Elle lui demande de l’aider pour démouler des pièces, de poser pour elle (« Je n’ai pas voulu »), lui montre ses portraits de Thononais (« En me racontant des anecdotes à leur sujet »), et l’emmène fréquemment à toutes sortes de vernissages. « Même à 85 ans, elle était toujours partante ! Il fallait toujours qu’elle fasse quelque chose. A 80 ans, elle montait encore sur une table pour réaliser une fresque avec des angelots dans la tour de sa maison. » Il faut dire que l’artiste avait connu une existence peu commune, voire romanesque. « Elle a été enlevée par son mari, qui l’a installée dans cette maison à Concise. C’était une grande dame, qui a rencontré des personnalités éminentes. Elle aimait bien les honneurs. Un jour, elle m’a donné une robe qu’elle avait portée lors d’une rencontre avec un président de la République. » Localement, elle était l’amie de l’architecte Louis Moynat et du peintre John Baud ; le docteur Sautier, qu’elle appréciait beaucoup, écrivait des poèmes pour elle...

Cactus, exorcisme...

« Une fois, comme elle avait été insupportable et que je n’allais plus la voir, elle est venue à la maison pour mon anniversaire, avec un grand chapeau et une cape, et m’a offert un cactus, qu’elle avait décoré. » Un autre jour, Mme Renard se souvient avoir vu une procession dans le jardin de sa voisine : « Elle faisait exorciser sa maison, car elle disait que l’esprit de son ancien mari y planait. A l’étage, elle avait d’ailleurs recouvert le buste de son mari d’un voile noir. Elle avait très peur de l’au-delà, des diableries... » Dans ses « accès de mysticisme », bien que protestante, elle souhaitait aussi laisser tous ses biens aux religieuses de Concise ; mais c’est finalement la ville de Thonon qui a eu cet honneur.

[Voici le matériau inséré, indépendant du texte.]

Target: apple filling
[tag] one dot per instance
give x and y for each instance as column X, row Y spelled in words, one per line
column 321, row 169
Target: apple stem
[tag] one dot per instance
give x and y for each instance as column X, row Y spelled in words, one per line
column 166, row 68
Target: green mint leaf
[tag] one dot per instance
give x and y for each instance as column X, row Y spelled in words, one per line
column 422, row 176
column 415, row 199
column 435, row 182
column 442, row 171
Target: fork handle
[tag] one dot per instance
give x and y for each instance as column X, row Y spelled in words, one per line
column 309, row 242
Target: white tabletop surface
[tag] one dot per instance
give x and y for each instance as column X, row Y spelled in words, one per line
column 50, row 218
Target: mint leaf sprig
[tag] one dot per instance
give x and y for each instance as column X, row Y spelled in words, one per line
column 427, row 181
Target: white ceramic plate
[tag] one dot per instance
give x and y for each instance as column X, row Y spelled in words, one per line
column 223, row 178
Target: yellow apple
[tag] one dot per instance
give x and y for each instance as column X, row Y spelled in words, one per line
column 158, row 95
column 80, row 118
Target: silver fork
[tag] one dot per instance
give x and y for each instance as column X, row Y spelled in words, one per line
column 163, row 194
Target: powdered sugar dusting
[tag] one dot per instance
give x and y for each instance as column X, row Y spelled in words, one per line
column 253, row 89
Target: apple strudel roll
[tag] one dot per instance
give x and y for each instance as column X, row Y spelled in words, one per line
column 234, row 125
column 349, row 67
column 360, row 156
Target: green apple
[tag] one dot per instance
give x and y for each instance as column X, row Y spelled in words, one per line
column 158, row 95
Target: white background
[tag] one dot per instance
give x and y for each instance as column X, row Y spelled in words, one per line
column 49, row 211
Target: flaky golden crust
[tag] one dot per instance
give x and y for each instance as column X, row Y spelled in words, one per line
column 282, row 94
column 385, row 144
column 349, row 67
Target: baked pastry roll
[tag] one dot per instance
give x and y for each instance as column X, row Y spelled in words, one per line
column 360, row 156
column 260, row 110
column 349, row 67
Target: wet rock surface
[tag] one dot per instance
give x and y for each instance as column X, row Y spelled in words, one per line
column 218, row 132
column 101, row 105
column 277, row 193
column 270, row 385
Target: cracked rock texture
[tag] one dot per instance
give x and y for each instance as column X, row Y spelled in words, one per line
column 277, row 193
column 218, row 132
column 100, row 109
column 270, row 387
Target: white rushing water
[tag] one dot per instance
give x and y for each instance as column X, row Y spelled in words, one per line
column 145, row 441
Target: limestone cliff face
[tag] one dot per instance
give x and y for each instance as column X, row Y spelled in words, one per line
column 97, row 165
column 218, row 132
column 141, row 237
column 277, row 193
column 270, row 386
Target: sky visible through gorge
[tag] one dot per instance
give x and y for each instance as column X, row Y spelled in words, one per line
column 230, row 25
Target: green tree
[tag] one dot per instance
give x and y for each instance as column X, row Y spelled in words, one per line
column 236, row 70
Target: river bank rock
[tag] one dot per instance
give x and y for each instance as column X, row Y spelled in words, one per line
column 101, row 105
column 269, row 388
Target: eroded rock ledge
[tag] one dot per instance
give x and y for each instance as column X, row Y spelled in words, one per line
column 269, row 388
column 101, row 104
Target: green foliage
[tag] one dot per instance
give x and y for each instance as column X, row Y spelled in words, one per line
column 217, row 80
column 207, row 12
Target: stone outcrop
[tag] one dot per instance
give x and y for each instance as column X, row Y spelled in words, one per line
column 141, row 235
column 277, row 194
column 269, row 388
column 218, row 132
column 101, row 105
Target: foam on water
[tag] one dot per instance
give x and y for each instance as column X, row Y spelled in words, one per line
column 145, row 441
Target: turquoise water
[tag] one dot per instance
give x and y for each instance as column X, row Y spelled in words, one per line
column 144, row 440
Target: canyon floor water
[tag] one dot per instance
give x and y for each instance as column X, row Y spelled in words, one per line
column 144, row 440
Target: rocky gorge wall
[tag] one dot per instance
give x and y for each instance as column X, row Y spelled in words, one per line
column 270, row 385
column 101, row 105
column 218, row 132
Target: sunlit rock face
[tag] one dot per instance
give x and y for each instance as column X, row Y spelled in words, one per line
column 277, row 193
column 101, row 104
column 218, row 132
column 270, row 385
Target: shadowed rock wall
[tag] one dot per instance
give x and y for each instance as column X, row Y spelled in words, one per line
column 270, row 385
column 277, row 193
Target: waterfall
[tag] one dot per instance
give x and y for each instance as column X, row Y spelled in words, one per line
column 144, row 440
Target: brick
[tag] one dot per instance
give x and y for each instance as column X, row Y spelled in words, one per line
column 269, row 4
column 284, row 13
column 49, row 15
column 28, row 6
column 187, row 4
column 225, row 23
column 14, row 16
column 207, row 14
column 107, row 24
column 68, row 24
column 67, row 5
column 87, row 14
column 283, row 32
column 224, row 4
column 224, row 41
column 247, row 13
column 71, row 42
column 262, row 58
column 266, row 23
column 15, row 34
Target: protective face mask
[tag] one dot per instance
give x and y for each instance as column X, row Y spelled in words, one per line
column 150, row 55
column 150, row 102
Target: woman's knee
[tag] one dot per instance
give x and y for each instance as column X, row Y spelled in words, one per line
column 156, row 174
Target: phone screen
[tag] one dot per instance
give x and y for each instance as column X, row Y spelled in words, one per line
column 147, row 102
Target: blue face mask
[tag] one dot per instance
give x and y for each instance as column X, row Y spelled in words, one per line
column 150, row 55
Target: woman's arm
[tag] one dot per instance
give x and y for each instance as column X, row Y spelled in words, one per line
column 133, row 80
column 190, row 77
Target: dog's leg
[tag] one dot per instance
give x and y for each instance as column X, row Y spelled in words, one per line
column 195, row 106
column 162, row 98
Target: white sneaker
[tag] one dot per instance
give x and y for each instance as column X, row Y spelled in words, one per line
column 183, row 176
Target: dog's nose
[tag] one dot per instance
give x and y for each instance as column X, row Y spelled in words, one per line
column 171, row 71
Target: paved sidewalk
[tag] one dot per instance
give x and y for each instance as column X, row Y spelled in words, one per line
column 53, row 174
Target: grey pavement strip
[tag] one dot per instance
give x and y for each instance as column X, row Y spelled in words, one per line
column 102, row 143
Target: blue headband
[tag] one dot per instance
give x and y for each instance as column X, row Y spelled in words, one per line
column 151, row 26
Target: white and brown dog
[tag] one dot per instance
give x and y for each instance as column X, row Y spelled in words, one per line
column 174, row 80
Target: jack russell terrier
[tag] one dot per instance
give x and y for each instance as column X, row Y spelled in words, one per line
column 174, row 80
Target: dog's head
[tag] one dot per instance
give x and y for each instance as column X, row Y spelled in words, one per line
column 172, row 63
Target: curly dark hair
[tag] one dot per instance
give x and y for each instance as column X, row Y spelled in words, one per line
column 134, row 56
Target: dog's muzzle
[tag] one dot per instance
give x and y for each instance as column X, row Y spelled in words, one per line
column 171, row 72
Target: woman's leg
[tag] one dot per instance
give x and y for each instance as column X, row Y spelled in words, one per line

Marguerite Peltzer peignait aussi, et considérait en outre la cuisine comme une oeuvre d’art (« Quand elle faisait des gâteaux, elle les sculptait dans la pâte »). Puis est venue la maladie. « Ça a été le grand vide. Plus personne ne venait la voir. Elle a eu une fin très dure. »

Henri

C’est alors que Bénédicte Renard s’est rendue en pèlerinage en Dordogne, au château où l’artiste avait vécu avec son mari. « C’est Henri Lassignardi, son majordome, qui m’a proposé de m’y emmener. Il était originaire de Sarlat, avait été embauché très jeune au château, et il l’a suivie quand elle est revenue vivre à Thonon. » Au début, Henri avait ses appartements dans une simple annexe, puis le majordome s’est installé dans la grande maison blanche. « Ils ont dû connaître un moment de passion intense... C’était un type extraordinaire, truculent, intelligent et généreux. » Et quelque part bien assorti à cette femme hors normes, car tous deux « étaient d’un autre siècle ».

YVAN STRELZYK

Une exposition permanente est consacrée à Marguerite Peltzer dans une salle du Musée du Chablais.